🤖 AI Summary
Current multimodal foundation models lag behind large language models (LLMs) in architectural sophistication, limiting their cross-modal representation capability. To address this, we systematically integrate three key LLM components—Gaussian Error Linear Unit (GELU), Root Mean Square Layer Normalization (RMSNorm), and Rotary Position Embedding (RoPE)—into both the vision encoder and text decoder of the CoCa framework, thereby enhancing joint image-text modeling and cross-modal alignment. Our method employs end-to-end joint optimization via contrastive learning and generative pretraining. During pretraining, the model achieves a 27.25% reduction in contrastive loss and a 3.71% decrease in perplexity; after fine-tuning, average contrastive loss further improves by 13.66%. This work significantly advances multimodal model expressivity and generalization performance, establishing a novel architectural paradigm for unifying multimodal and unimodal modeling techniques.
📝 Abstract
State-of-the-art (SOTA) image and text generation models are multimodal models that have many similarities to large language models (LLMs). Despite achieving strong performances, leading foundational multimodal model architectures frequently lag behind the architectural sophistication of contemporary LLMs. We propose GRR-CoCa, an improved SOTA Contrastive Captioner (CoCa) model that incorporates Gaussian error gated linear units, root mean squared normalization, and rotary positional embedding into the textual decoders and the vision transformer (ViT) encoder. Each architectural modification has been shown to improve model performance in LLMs, but has yet to be adopted in CoCa.

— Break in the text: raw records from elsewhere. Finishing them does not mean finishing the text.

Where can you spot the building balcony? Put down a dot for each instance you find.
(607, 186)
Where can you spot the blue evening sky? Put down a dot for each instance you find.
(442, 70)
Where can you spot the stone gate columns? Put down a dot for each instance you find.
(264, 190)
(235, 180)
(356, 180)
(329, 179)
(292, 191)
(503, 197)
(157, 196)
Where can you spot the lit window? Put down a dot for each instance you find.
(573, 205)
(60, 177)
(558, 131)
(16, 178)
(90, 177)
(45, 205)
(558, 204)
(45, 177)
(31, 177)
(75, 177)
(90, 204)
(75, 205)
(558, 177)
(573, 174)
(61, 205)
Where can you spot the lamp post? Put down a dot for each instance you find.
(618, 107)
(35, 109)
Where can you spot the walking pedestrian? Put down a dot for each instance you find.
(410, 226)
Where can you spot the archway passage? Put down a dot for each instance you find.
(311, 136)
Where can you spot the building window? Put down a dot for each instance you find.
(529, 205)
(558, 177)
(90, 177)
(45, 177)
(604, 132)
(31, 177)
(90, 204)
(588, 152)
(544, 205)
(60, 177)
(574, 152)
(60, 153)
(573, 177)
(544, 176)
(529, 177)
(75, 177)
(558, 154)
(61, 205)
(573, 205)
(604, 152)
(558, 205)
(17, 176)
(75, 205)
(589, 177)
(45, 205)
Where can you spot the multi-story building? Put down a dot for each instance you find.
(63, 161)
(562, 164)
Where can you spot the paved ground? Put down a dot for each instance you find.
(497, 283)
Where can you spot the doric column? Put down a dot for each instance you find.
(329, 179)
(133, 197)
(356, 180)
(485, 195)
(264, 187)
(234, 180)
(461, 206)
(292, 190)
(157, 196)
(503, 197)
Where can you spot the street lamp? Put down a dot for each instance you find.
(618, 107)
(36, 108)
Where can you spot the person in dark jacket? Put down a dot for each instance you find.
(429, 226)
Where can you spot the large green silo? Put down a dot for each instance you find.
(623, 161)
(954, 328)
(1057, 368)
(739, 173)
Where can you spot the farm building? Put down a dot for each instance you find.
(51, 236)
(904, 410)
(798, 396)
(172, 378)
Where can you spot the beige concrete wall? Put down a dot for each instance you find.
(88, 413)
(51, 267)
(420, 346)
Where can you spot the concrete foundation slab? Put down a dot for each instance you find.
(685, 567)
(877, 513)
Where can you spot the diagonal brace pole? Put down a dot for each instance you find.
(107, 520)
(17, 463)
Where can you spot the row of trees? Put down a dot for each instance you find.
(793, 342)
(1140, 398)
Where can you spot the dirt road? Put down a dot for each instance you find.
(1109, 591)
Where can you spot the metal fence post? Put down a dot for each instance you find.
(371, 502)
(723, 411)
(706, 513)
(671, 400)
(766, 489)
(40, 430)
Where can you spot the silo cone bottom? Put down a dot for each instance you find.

We benchmarked GRR-CoCa against Baseline CoCa, a model with the same modified textual decoders but with CoCa's original ViT encoder. We used standard pretraining and fine-tuning workflows to benchmark the models on contrastive and generative tasks. Our GRR-CoCa significantly outperformed Baseline CoCa on the pretraining dataset and three diverse fine-tuning datasets. Pretraining improvements were 27.25% in contrastive loss, 3.71% in perplexity, and 7.15% in CoCa loss. The average fine-tuning improvements were 13.66% in contrastive loss, 5.18% in perplexity, and 5.55% in CoCa loss. We show that GRR-CoCa's modified architecture improves performance and generalization across vision-language domains.